Moreover, the majority ignores the Supreme Court’s main concern in Rogers— whether the retroactive application of the change in law was “an exercise of the sort of unfair and arbitrary judicial action against which the Due Process Clause aims to protect.” Id. at 467, 121 S.Ct. 1693. Carpenter abolished the diminished-capacity defense nearly five years before Lancaster’s second trial. In my view, applying Carpenter to Lancaster several years after it was handed down was neither unfair nor arbitrary, especially when Lancaster was able to argue insanity under the still-available insanity statute. The majority’s reliance on Michigan v. McRunels, 237 Mich.App. 168, 603 N.W.2d 95 (1999), to argue the contrary is misplaced because McRunels is not instructive on the issue of foreseeability. In McRunels, the court considered the retroactive application of a statutory, rather than a judicial, change in the law; therefore, the court never considered whether the change was foreseeable. See McRunels, 603 N.W.2d at 99-102; see also Rogers, 532 U.S. at 459-62, 121 S.Ct. 1693 (explaining that retroactive applications of statutory changes in law are analyzed under ex post facto principles while judicial changes are analyzed “in accordance with the more basic and general principle of fair warning”). Accordingly, McRunels is materially distinguishable, and the majority’s reliance on it to illustrate foreseeability is incorrect. Considering other jurisdictions’ elimination of the diminished-capacity defense, the length of time between Carpenter and Lancaster’s second trial, and the lack of independent standing that the defense had in Michigan — each of which were considerations of the Court in Rogers — the principles of Rogers indicate that Carpenter’s abolishing of the defense was not unexpected.
*757Because the elimination of the diminished-capacity defense in Michigan was neither unexpected nor indefensible, the Michigan Court of Appeals’s adjudication of Lancaster’s due process claim was consistent with Supreme Court precedent. Accordingly, it was not so lacking in justification as to entitle Lancaster to habeas relief under AEDPA’s strict standard, and, therefore, I must respectfully dissent.
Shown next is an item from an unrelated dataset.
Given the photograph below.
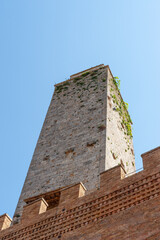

. See, e.g., Cal.Penal Code § 25(a) (2011); Mincey v. Head, 206 F.3d 1106, 1139 (11th Cir.2000) (applying Georgia law and recognizing that no state court has adopted the defense); Barnett v. Alabama, 540 So.2d 810, 812 (Ala.Crim.App.1988); Arizona v. Laffoon, 125 Ariz. 484, 610 P.2d 1045, 1047 (1980); O’Brien v. United States, 962 A.2d 282, 300-01 (D.C.2008); Hodges v. Florida, 885 So.2d 338, 352 n. 8 (Fla.2004); Hawaii v. Klafta, 73 Haw. 109, 117, 831 P.2d 512 (Haw.1992); Cardine v. Indiana, 475 N.E.2d 696, 698 (Ind. 1985); Iowa v. Plowman, 386 N.W.2d 546, 548 (Iowa Ct.App.1986) (stating that the defense is not available for general intent crimes); Kansas v. Pennington, 281 Kan. 426, 132 P.3d 902, 908 (2006); Louisiana v. Thompson, 665 So.2d 643, 647 (La.Ct.App. 1995); Maryland v. Greco, 199 Md.App. 646, 24 A.3d 135, 144 (2011); Massachusetts v. Finstein, 426 Mass. 200, 687 N.E.2d 638, 640 (1997); Cuypers v. Minnesota, 711 N.W.2d 100, 105 (Minn.2006); Stevens v. Mississippi, 806 So.2d 1031, 1051 (Miss.2001); North Carolina v. Adams, 85 N.C.App. 200, 354 S.E.2d 338, 343 (1987); Ohio v. Wilcox, 70 Ohio St.2d 182, 436 N.E.2d 523, 533 (1982); South Carolina v. Santiago, 370 S.C. 153, 634 S.E.2d 23, 28-29 (App.2006); Tennessee v. Grose, 982 S.W.2d 349, 353 (Tenn.Crim.App.1997); Davis v. Texas, 313 S.W.3d 317, 328 (Tex.Crim.App.2010); Keats v. Wyoming, 115 P.3d 1110, 1119 (Wyo.2005).